Trombones and Tubas. It’s just noise.

I bet I’m not the only one who hears the noise. I’m sure you do, too. That thing beaming off your phone. The buzz from the streets outside your room. The looming feedback from other people. The high-frequency screech in between thoughts. The sounds of anxiety. The expectations. The bullshit. The noise.

This is the same sound I’ve been hearing a lot of lately. It’s the sound of being busy. It’s the sound of constant activity and restlessness. This has been a trending mood for me recently. Having a day-job and some side-hustles, while trying to keep relationships healthy, has exposed me to so much stimulus and so much out of my control. At some point, it gets so loud, you can no longer hear yourself clearly.

I’m reminded of this scene from the show Peaky Blinders, which I thought was so good and relatable that I had to pause it and watch it again.

But first, a bit of context on the show. Peaky Blinders is set in the small 1920s industrial town of Birmingham in the UK. At the time, family gangs ruled most of the businesses (factories, horse-racing, etc.). This was right after World War I, where protagonist Tommy Shelby, along with his brothers, fought in France as a tunneller. Now back from the war, he leads the Shelby family (it’s more of a gang, really) bookmaking business, while dealing with rival families and some serious PTSD from the war.

In Season 1 Episode 2, there’s a scene where Tommy rides an unnamed white horse he won from a rival family over a coin-toss game called Two-up. He rides it over the crudely-paved street where the Shelby Company is on.
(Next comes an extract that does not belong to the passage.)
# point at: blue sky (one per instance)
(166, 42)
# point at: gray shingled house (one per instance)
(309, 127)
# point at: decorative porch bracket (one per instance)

To their right is a construction site that occasionally spits out these large fireballs and some bits of coal towards the road. It’s a hazard for everyone, but no one seems to mind.

Just as they pass by this construction site, a coal machine lets out this huge burst of flames that scares the horse. In a panic, the horse raises its two front legs and neighs in fear, while Tommy unseats himself to calm it down. He walks towards the horse’s head, pulling the collar rope towards him, and whispers to it.
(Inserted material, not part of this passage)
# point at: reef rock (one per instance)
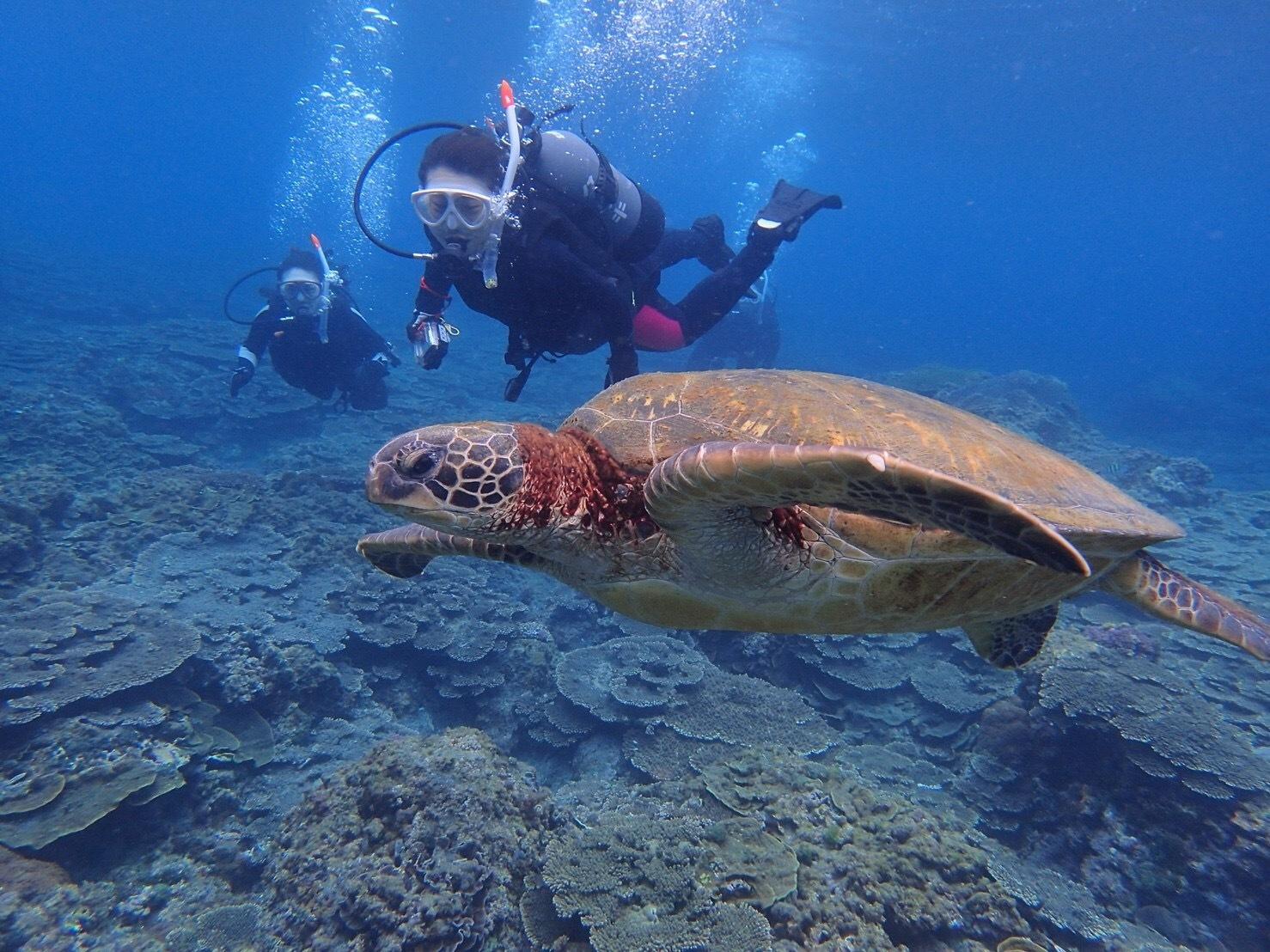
(422, 845)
“Easy boy,” he shushes it, his face just two inches from the horse’s, “in France we used to say, it’s just the music hall band turning up. It’s just trombones and tubas, that’s all. It’s just noise. It’s just noise, hey? It’s just noise. You get used to it. It’s just noise.”

There are two reasons for why the scene moved me so much. One, I thought it was an artful way to show what was going on in Tommy’s head. He suffers from a lot of trauma after the war, and hearing him say those words to a horse was like hearing him talk to himself. He knew that panic so well and the noise he was talking about was so familiar to him that he was so quick to relate that same fear to his own experience.

It’s a reminder that the pieces of advice that we give to other people are usually the same advice we need to hear ourselves.

Two, “trombones and tubas.” What a great image of the noise that we’re exposed to on a daily basis. It’s piercing, overwhelming, and not to mention, annoying. It seems there’s no escape. It doesn’t stop. As I was watching the scene, it felt as if Tommy was also speaking to me, and to anyone who can relate really. “You get used to it. It’s just noise.”

There are countless permutations to this noise, but they are all the same in that they all occupy valuable space in our heads. They distract us from the things that really matter.

Noise is the trauma from the war. It’s the bad grade from the test we could’ve studied harder for. It’s the opportunity we missed because of fear. It’s the criticism from the one person whose opinion matters most. It’s the voice in your heads taunting us, “you suck, everyone knows it, but no one cares enough to tell you the truth.” It’s the failed business you can’t seem to get over. It’s regret. It’s rejection. It’s feeling inadequate and believing it.

Noise is the feedback loop, the screech we hear when we point the microphone back at the speakers. It lingers, and the only way through it is, well, there really is no one-size-fits-all remedy.

Sometimes, you have to discern which sounds are just noise and which ones are actual music worth listening to. Ignore the noise and let the music play louder. Dance to the beat while you’re at it.

On other, less fortunate moments, the only way to get to silence is to let the band finish playing. Some things just need to be heard, but not necessarily listened to. If you know it’ll end soon enough, let it play. And then let it die out. When there’s light at the end of the tunnel, it’s worth the wait.

But so far, my go-to way of dealing with the noise is to hit pause for a while. Some of it won’t stop anytime soon. Some won’t stop ever. So we go on that break. We take that nap. We set the date with an old friend. We blast the playlist we created for moments like this. We rest, until we can hear our own selves again. And then we can face the noise.

But if all that fails, there’s comfort in knowing that even the most put-together and stable-looking people hear the same noise as we do. We’re all in some theater, listening to some band. Maybe we can switch theaters, or take a break and enjoy the air outside, or learn to enjoy the music. Or maybe, we can simply enjoy each other’s company, until the noise fades into the background.